VATICAN CITY (CNS) — The Turkish government’s decision to allow the Orthodox patriarch to celebrate a liturgy at the ancient Panagia Soumela Monastery near Trabzon was a sign of hope for all members of Turkey’s Christian minority, said a U.S. Jesuit priest.

“The present government has promised they really will pay attention to the needs of the Christian minority; the Christians have said we want concrete signs, so this is a positive step in the right direction,” Jesuit Father Thomas Michel, who lives and works in Ankara, the Turkish capital, told Catholic News Service.

Ecumenical Patriarch Bartholomew of Constantinople celebrated the Orthodox liturgy for the feast of the Dormition of Mary Aug. 15 at the Panagia Soumela Monastery, which was founded in 386.

The current building, which is maintained by the government as a museum, dates from the 13th century. It was closed in 1923 after most Greeks were forced out of Turkey and most Turks were forced out of Greece under the terms of the Treaty of Lausanne.

Father Michel, who has ministered in Trabzon, where an Italian priest was murdered in 2006, said the Panagia Soumela Monastery “is one of the most beautiful places on earth. It’s in a pine forest with waterfalls and the monastery is perched on a cliff.”

In a telephone interview from Ankara, Father Michel said, “Christians here don’t feel persecuted by the government,” but there are church properties confiscated by the government in the 1920s — including an Orthodox seminary near Istanbul and the Catholic Church of St. Paul in Tarsus — that Christians would like to be able to use again.

“In any society with a vast majority of the population belonging to one religion, someone will discriminate against the minority,” Father Michel said, but most Turks are open-minded and respectful of people’s different beliefs.
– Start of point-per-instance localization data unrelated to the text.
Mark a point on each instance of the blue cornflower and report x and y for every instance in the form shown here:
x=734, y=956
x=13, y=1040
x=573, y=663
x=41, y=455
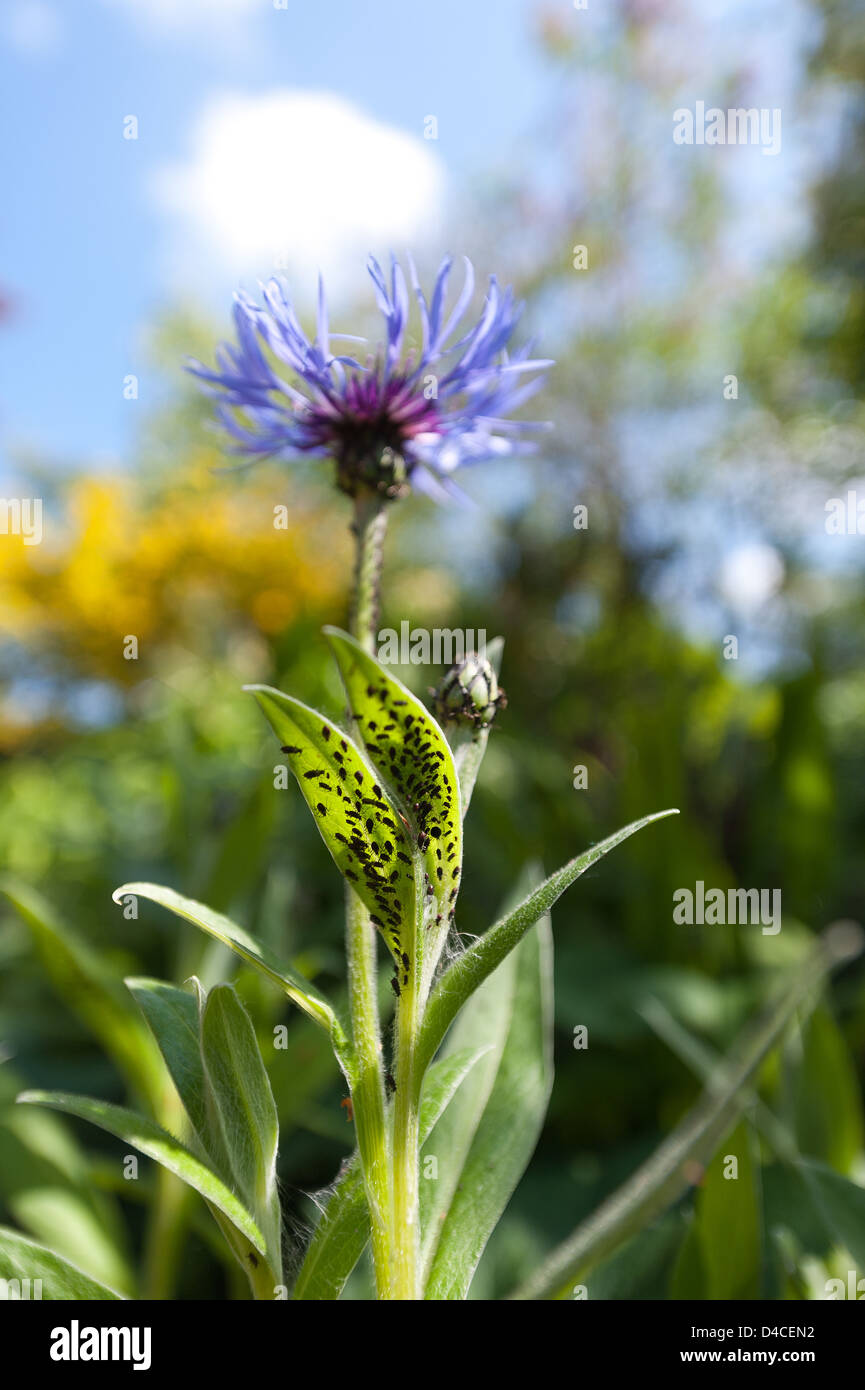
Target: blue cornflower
x=397, y=420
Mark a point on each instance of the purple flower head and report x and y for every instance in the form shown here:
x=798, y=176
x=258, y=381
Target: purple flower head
x=406, y=416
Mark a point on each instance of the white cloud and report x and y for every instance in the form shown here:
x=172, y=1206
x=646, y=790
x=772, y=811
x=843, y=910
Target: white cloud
x=751, y=576
x=298, y=181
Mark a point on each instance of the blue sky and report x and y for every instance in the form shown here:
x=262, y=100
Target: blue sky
x=93, y=242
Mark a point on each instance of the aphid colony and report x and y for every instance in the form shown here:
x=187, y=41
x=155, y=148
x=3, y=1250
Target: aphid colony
x=376, y=851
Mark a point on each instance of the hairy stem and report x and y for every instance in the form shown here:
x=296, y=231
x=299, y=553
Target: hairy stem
x=367, y=1096
x=406, y=1218
x=369, y=527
“In my discussions with Turks, they always emphasize the fact that Turkey is a place where you can find a mosque, a synagogue and a church side by side,” he said.

Turkey’s population is about 99 percent Muslim.
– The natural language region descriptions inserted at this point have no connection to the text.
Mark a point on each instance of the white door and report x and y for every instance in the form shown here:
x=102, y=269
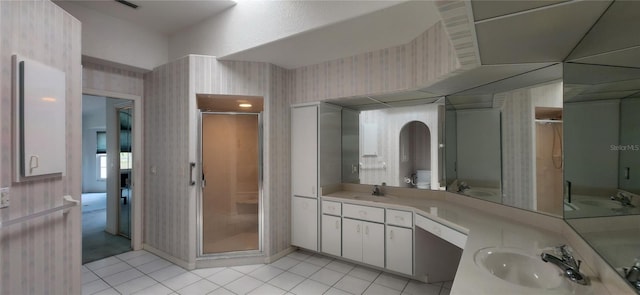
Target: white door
x=399, y=249
x=304, y=223
x=373, y=244
x=352, y=239
x=331, y=235
x=304, y=151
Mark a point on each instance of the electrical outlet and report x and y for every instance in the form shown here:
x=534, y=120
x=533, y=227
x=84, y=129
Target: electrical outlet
x=4, y=197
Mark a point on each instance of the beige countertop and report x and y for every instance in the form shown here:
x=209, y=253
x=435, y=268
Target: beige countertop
x=486, y=225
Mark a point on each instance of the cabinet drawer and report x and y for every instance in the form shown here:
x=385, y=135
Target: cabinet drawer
x=332, y=208
x=363, y=212
x=450, y=235
x=399, y=218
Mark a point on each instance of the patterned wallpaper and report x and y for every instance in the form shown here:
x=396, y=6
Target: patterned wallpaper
x=518, y=164
x=417, y=64
x=171, y=141
x=170, y=117
x=111, y=78
x=41, y=256
x=167, y=206
x=269, y=81
x=458, y=21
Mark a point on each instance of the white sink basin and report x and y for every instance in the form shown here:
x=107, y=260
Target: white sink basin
x=371, y=198
x=606, y=203
x=516, y=267
x=478, y=193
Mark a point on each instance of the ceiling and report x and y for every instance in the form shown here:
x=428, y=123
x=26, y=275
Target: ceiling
x=392, y=26
x=164, y=16
x=522, y=43
x=229, y=103
x=514, y=39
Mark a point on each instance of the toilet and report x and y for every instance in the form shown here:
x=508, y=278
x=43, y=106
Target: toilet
x=423, y=179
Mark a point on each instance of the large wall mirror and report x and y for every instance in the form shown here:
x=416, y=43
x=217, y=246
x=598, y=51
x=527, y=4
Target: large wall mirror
x=393, y=139
x=547, y=123
x=504, y=141
x=602, y=136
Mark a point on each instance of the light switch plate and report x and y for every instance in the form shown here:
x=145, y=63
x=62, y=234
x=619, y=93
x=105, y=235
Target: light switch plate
x=4, y=197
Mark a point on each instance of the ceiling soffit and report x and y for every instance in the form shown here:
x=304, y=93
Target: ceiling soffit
x=546, y=34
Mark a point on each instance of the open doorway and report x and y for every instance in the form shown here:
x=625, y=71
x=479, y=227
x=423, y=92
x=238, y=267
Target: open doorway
x=107, y=157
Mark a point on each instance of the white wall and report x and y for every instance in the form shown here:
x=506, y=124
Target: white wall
x=590, y=128
x=116, y=40
x=252, y=23
x=478, y=143
x=92, y=122
x=548, y=95
x=389, y=123
x=42, y=255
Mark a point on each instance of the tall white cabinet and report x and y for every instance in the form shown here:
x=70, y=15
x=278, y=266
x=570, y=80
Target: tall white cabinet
x=315, y=138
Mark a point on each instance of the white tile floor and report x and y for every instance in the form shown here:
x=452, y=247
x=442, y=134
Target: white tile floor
x=300, y=273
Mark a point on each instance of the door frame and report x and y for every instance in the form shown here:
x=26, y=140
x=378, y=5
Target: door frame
x=199, y=227
x=137, y=180
x=118, y=108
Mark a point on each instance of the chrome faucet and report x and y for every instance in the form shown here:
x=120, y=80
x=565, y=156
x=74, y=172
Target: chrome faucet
x=463, y=186
x=633, y=274
x=624, y=200
x=569, y=266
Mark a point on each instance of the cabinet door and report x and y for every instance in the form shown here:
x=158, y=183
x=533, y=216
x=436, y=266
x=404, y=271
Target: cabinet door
x=304, y=223
x=400, y=249
x=331, y=235
x=373, y=243
x=352, y=239
x=304, y=151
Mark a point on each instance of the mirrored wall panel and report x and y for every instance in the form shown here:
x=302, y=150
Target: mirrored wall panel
x=602, y=145
x=503, y=141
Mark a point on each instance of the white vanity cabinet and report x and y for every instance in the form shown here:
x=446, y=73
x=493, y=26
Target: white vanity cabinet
x=363, y=234
x=399, y=241
x=315, y=139
x=304, y=177
x=399, y=249
x=304, y=222
x=331, y=228
x=304, y=151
Meeting Kenan Gursoy, Turkey’s ambassador to the Vatican, in January, Pope Benedict XVI asked that the country grant full legal recognition to the Catholic Church. While Turkish Catholics enjoy religious freedom, he said, the church as a whole “is waiting for civil juridical recognition” under Turkish law.

The lack of legal status sometimes has made it difficult for the Catholic Church and other Christian communities in Turkey to own and buy property officially and to build or operate churches, schools and hospitals.

Gursoy had told the pope that Europe would benefit culturally, economically and politically from having Turkey as a member of the European Union; since Turkey became an EU candidate country in 1999, it has been asked to undertake reforms to improve its human rights record, including its treatment of religious minorities.